Finding time for these suggestions may add more tasks to your busy caregiving schedule so it’s time to issue a call to action for those friends and relatives who backed away when you became a caregiver.
A Call to Action For Non-Caregivers
For the non-caregiver who may feel uncomfortable being with your friend and their loved one because of the changes brought on by illness, it may be helpful to address why you feel uncomfortable. Are you experiencing fear and uncertainty of how to act around them? If so, at the very least keep in contact. Be honest with your friend. Send a ‘thinking of you’ card, issue an invitation, ask how you can support them, and learn about the disease process of your friend’s care recipient. Think how you would feel if this happened to you.
It doesn’t have to take much to bring brightness into a lonely person’s world. It may bring you joy as well. By lessening your friend’s loneliness, you may be improving their health. The health risks of loneliness are real and can be harsh.
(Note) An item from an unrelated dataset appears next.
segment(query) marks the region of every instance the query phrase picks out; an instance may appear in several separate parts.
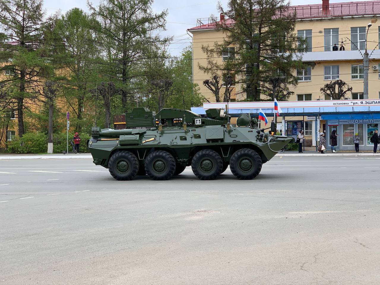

Health Risks of Loneliness
Check out these risks identified by the Centers for Disease Control and Prevention[1]. The CDC provides findings from recent studies by National Academies of Sciences, Engineering, and Medicine (2020).[2]
- Social isolation significantly increased a person’s risk of premature death from all causes, a risk that may rival those of smoking, obesity, and physical inactivity.
- Social isolation was associated with about a 50% increased risk of dementia.
- Poor social relationships (characterized by social isolation or loneliness) was associated with a 29% increased risk of heart disease and a 32% increased risk of stroke.
- Loneliness among heart failure patients was associated with a nearly 4 times increased risk of death, 68% increased risk of hospitalization, and 57% increased risk of emergency department visits.
- And finally, loneliness was associated with higher rates of depression, anxiety, and suicide.
Remember, loneliness can affect all of us – caregivers or not. For non-caregivers, remember the call to action. When you think about a caregiver, put those thoughts into action. Doing so will help to combat their feelings of loneliness and isolation and improve their overall wellbeing.
[1] Centers for Disease Control and Prevention: CDC 24/7: Saving Lives, Protecting People: Alzheimer’s Disease and Healthy Aging. 2021 Loneliness and Social Isolation Linked to Serious Health Conditionshttps://www.cdc.gov/aging/publications/features/lonely-older-adults.html
[2] National Academies of Sciences, Engineering, and Medicine. 2020. Social Isolation and Loneliness in Older Adults: Opportunities for the Health Care System. Washington, DC: The National Academies Press. https://doi.org/10.17226/25663.
Next to exhaustion, loneliness is the most common complaint of caregivers, in my opinion. Lots of good information here, Alison.
Thank you Tracy. Caregiving certainly can deplete a caregiver’s energy with the complex and continuous demands leading to exhaustion…. and ultimately burn-out.